2025-07-07 アルゴンヌ国立研究所 (ANL)
Atomic structure of vermiculite membrane showing 2D layers supported by aluminum oxide pillars. Yellow balls are doped sodium ion. (Image by Argonne National Laboratory.)
<関連情報>
- https://www.anl.gov/article/argonne-researchers-develop-new-membrane-technology-to-extract-lithium-from-water
- https://advanced.onlinelibrary.wiley.com/doi/10.1002/adma.202417994
調整可能な一価および多価イオン選択性を持つ柱状層状バーミキュライト膜 Pillared Laminar Vermiculite Membranes with Tunable Monovalent and Multivalent Ion Selectivity
Yining Liu, Yuqin Wang, Bratin Sengupta, Omar A. Kazi, Alex B. F. Martinson, Jeffrey W. Elam, Seth B. Darling
Advanced Materials Published: 03 March 2025
DOI:https://doi.org/10.1002/adma.202417994
Abstract
Effective membrane separation of Li+ from Na+ and Mg2+ is crucial for lithium extraction from water yet challenging for conventional polymeric membranes. Two dimensional (2D) membranes with ordered laminar structures and tunable physicochemical properties offer distinctive ion-sieving capabilities promising for lithium extraction. Recently, phyllosilicates are introduced as abundant and cost-effective source materials for such membranes. However, their water instability and low inherent ion transport selectivity hinder practical applications. Herein, a new class of laminar membranes with excellent stability and tunable ion sieving is reported by incorporating inorganic alumina pillars into vermiculite interlayers. Crosslinking vermiculite flakes with alumina pillars significantly strengthens interlamellar interactions, resulting in robust water stability.
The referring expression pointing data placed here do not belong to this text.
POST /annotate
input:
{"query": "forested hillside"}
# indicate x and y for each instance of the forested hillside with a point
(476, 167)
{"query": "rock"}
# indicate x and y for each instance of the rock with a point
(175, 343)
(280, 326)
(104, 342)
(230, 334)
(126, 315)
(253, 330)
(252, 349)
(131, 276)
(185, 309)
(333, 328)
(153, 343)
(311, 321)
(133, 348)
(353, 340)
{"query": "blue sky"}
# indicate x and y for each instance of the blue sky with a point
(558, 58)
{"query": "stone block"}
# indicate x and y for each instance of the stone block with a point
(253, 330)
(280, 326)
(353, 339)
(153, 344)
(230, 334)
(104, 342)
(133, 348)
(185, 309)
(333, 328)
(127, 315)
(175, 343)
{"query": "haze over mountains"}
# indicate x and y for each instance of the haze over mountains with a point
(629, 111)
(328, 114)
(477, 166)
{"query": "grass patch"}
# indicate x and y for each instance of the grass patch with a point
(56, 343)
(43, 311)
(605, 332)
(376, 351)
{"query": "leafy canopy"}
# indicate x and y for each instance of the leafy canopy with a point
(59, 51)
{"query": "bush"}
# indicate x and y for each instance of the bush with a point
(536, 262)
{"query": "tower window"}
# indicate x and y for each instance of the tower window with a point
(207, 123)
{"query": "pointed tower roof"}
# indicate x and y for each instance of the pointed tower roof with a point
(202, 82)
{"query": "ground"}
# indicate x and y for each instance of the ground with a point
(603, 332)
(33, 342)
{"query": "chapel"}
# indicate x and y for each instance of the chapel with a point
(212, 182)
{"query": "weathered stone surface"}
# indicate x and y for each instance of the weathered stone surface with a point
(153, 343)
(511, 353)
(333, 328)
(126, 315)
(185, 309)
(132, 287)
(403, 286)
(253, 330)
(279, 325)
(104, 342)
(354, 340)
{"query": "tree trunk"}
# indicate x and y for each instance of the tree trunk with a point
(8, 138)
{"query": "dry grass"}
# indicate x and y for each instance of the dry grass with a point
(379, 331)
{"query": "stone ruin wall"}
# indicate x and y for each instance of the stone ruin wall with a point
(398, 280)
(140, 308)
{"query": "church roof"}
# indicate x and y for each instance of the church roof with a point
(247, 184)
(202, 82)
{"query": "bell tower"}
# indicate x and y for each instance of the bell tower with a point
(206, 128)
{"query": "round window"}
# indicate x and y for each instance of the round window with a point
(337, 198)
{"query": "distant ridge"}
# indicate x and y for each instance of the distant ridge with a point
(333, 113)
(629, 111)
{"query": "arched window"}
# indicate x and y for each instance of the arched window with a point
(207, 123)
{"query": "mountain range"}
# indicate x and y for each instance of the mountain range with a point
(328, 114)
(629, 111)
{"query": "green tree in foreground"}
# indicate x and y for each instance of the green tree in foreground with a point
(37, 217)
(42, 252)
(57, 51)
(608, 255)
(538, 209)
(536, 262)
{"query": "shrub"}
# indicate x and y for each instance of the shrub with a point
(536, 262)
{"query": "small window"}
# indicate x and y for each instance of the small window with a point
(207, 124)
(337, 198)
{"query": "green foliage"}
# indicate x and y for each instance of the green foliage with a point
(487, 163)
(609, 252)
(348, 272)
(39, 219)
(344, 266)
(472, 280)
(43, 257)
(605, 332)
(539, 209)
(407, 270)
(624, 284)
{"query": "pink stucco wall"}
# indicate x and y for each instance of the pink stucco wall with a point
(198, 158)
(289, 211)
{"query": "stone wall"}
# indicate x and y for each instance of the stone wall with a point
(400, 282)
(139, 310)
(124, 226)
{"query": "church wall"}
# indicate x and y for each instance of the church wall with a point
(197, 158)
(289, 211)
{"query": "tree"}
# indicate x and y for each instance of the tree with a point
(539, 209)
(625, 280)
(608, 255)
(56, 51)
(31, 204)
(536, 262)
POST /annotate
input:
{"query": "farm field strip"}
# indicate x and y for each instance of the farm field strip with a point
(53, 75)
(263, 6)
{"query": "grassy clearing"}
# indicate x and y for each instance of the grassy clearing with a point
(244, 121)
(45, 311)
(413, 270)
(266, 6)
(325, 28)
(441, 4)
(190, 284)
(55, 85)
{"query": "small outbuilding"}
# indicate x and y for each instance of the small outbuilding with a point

Doping of Na+ before the pillaring process reverses the membrane’s surface charge, substantially boosting Li+ separation from multivalent cations via electrostatic interactions. Lithium extraction is often complicated by the presence of co-existing monovalent cations (e.g., Na+) at higher concentrations. Here, by introducing excess Na+ into the membrane after the pillaring process, the separation of Li+ from monovalent cations is enhanced through steric effects. This work realizes both monovalent/multivalent and monovalent/monovalent selective ion sieving with the same membrane platform. A separation mechanism is proposed based on Donnan exclusion and size exclusion, providing new insights for membrane design for resource recovery applications.